本日は午前中にGW中に受けた相談について市役所に行き、午後からは地方自治体議員フォーラム 全国研修会に参加しました。
毎年恒例となっている会で昨年は京王プラザホテル、今年はANAインターコンチネンタルホテル東京で行われています。午前中から市役所にいたこともあり13時からの総会には出席できず、全体講演会の松井孝治内閣官房副長官の講演から参加しました。松井孝治官房副長官は、「鳩山政権の目指す新しい公共」について、神野直彦地方財政審議会会長は「地域主権と地方財政改革」についてが講演のテーマでした。
「新しい公共」については、以前、福嶋浩彦 我孫子前市長(新しい公共円卓会議メンバー)の講演が鎌倉市役所で行われたときに聞いたことがあり、市町村の首長ということもあり大変参考になりました。「日本で一番大切にしたい会社」で書かれた「日本理化学工業株式会社http://www.rikagaku.co.jp/」を鳩山首相が視察や演説に入れたエピソード、葉っぱビジネスで有名な徳島県上勝町の「株式会社いろどりhttp://www.irodori.co.jp/own/index.asp」、天神橋筋商店連合会・大阪天満宮・桂三枝氏ら落語家の取り組み(http://www5.cao.go.jp/entaku/shiryou/100425forum/pdf/100425_04_01.pdfをご参照ください)、竈(かまど)金でつくられた京都の「番組小学校http://www.matsui21.com/melma/06/145.html」など具体的な「新しい公共」の話は大変勉強になりました。不勉強で「番組小学校」のことを知りませんでしたが、京都市にコミュニティースクールが多い理由がよくわかりました。
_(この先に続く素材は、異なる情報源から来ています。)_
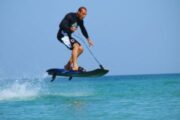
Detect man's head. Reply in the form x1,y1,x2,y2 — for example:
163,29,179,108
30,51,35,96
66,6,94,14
77,7,87,20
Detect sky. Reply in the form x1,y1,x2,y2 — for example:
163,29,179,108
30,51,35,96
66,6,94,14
0,0,180,77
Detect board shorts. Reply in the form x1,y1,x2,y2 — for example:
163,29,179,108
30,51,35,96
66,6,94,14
57,31,81,50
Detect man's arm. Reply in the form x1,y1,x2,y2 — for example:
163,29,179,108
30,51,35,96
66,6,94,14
79,21,89,39
79,21,93,46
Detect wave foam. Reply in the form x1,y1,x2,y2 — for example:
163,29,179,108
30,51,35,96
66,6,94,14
0,81,40,100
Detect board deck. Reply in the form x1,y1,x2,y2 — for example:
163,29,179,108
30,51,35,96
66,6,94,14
47,68,109,79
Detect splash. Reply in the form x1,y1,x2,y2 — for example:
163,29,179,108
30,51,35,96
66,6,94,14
0,80,41,101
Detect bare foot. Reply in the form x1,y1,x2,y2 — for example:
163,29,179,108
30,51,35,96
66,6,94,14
72,65,79,71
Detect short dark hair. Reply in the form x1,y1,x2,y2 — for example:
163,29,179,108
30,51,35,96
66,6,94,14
78,7,87,12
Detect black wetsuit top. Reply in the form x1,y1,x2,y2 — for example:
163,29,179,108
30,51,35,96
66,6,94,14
58,13,89,38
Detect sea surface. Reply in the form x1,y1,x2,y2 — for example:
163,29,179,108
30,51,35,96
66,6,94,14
0,74,180,120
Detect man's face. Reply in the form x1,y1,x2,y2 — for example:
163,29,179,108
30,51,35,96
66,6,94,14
78,9,87,20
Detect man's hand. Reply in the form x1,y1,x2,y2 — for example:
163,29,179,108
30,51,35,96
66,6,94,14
87,38,94,47
70,27,77,32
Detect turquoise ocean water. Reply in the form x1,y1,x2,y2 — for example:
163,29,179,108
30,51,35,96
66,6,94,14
0,74,180,120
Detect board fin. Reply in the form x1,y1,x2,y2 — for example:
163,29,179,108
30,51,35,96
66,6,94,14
69,76,72,80
51,74,56,82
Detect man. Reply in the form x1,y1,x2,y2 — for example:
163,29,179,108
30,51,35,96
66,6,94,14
57,7,93,71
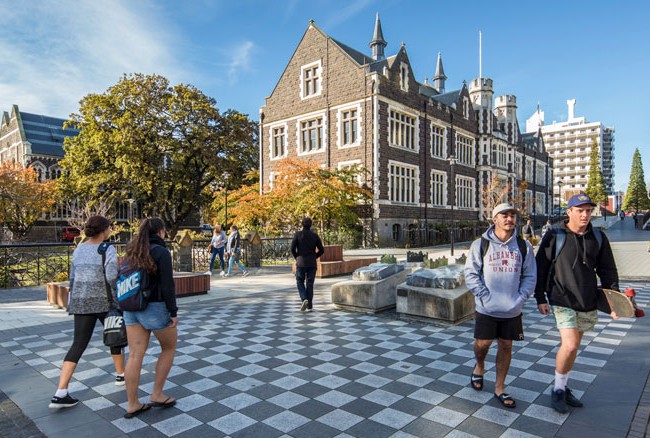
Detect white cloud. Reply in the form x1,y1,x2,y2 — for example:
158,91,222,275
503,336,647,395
228,41,255,84
0,0,182,117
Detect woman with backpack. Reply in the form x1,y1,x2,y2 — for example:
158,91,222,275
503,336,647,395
118,218,178,418
49,216,124,409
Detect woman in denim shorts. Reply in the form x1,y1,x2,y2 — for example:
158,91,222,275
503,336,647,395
124,218,178,418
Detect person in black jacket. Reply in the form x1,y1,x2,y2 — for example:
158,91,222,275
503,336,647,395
291,217,325,312
124,218,178,418
535,194,619,413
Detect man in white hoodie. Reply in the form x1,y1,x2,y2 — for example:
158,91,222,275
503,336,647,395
465,204,537,408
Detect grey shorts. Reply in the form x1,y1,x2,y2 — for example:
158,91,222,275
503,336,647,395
124,303,172,330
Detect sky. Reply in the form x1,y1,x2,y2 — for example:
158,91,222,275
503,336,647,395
0,0,650,190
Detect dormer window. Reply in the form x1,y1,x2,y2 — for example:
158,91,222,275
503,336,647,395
399,62,409,91
300,61,323,99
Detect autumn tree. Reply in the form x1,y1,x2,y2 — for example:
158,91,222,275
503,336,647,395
585,140,607,210
213,159,371,235
0,162,54,239
60,74,258,236
481,175,511,220
623,148,650,213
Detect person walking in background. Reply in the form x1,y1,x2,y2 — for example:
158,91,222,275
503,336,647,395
210,224,226,275
49,216,124,409
465,204,537,408
124,218,178,418
535,194,619,414
225,225,250,277
291,217,325,312
521,219,535,245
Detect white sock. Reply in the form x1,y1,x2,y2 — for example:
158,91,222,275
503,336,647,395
553,370,569,391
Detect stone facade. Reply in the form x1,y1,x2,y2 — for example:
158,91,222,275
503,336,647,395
260,17,548,245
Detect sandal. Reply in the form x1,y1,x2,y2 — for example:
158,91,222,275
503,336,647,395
469,373,483,391
149,397,176,408
124,403,151,418
494,392,517,409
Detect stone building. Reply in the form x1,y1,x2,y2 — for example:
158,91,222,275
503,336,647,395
0,105,79,181
259,15,548,245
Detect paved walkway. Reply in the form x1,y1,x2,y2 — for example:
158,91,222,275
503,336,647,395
0,221,650,437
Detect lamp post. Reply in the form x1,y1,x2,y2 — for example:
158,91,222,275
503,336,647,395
449,154,456,257
126,198,135,240
557,178,562,220
223,172,230,229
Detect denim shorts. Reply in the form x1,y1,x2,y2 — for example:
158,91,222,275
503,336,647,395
124,302,172,330
551,306,598,333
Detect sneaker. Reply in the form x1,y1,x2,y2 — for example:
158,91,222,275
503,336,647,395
564,386,584,408
50,394,79,409
551,389,569,414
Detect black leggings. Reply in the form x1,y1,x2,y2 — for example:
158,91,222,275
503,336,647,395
63,313,122,363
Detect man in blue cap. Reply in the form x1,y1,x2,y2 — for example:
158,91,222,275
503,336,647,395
535,193,619,414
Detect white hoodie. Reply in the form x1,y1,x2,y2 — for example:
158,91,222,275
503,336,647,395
465,225,537,318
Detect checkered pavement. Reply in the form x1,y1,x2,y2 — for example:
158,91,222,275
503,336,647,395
0,284,650,437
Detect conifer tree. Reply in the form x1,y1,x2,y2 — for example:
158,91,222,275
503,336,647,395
623,148,650,212
585,140,607,210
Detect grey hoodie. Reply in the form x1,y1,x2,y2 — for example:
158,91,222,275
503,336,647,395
465,225,537,318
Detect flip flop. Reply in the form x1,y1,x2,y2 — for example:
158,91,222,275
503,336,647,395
494,392,517,409
124,403,151,418
149,397,176,408
469,373,483,391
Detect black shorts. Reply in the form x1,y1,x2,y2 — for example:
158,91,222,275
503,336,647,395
474,312,524,341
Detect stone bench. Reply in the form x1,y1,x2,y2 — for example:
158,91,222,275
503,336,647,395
332,263,409,313
396,265,474,324
292,245,377,278
47,272,210,309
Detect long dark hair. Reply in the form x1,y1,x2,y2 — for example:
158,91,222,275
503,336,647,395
126,217,165,273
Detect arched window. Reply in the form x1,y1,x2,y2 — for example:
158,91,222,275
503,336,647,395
393,224,402,242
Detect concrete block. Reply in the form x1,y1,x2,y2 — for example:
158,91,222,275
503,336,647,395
332,270,408,313
396,282,474,324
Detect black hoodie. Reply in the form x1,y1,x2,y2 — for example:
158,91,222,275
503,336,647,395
535,223,619,312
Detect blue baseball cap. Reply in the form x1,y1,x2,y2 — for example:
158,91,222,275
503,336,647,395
567,193,596,208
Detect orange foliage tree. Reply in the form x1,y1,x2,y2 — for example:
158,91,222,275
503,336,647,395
209,159,372,236
0,162,55,239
「地域主権と地方財政改革」はなぜ民主党が地方分権を一丁目一番地としているかの説明が面白かったです。社会福祉国家が100年に一度の危機に直面し、歴史の「峠」における3つのモデル、すなわち、①アングロサクソンモデル=新自由主義 アメリカや自公政権下の日本、雇用と福祉を守るヨーロッパモデル2種 ②ヨーロッパ大陸モデル ドイツやフランス、③スカンジナビアモデル スウェーデンが生まれたそうです。①~③のモデルを社会保障と経済的パフォーマンスの比較、および社会的支出の国際比較を検証することにより、次のような結論を導き地域主権の必要性をお話されてました。
・社会的支出を大きくすると相対貧困率やジニ係数(格差)は下がるが、経済成長率が下がることもあること(スウェーデンは経済成長率2.6%で高めだが、ドイツは1.2%)。
・社会的支出を小さくすると相対貧困率やジニ係数(格差)は上がるが、経済成長率が上がることもあること(アメリカは経済成長率3.0%と高めだが、日本は1.4%)
・すべてを失敗しているのは日本だけ
・社会保障給付において、サービス給付は地方自治体の責任。なぜなら国がサービス給付の責任を担うとしたら全国に出先機関を置かざるを得ないことになるが、現実的には無理なこと。
・社会保障給付において、現金給付は中央の責任。なぜなら地方自治体に国境はなく、地方自治体の現金給付に偏りがあれば人口流入につながるから。
・なぜ、同じ雇用と福祉を守るヨーロッパモデルでスウェーデンとドイツに差が出たのか。それは、スウェーデンはサービス給付を充実させているから。
・サービス給付を充実させるためには、中央では上記理由により困難。よって地方分権が必要となる。
レジュメがないとわかりづらいと思いますが、ざっくり説明させていたしました。
講演会終了後、懇親会があり、小沢一郎幹事長が挨拶され記念撮影に応じ大変な盛況ぶりでした。長蛇がなしていましたが最後まで笑顔でお付き合いされている幹事長を見て、よく人柄が表れていると感じました。私も岡田かずのり市議と列に並び岡田市議のカメラで記念写真を撮りました。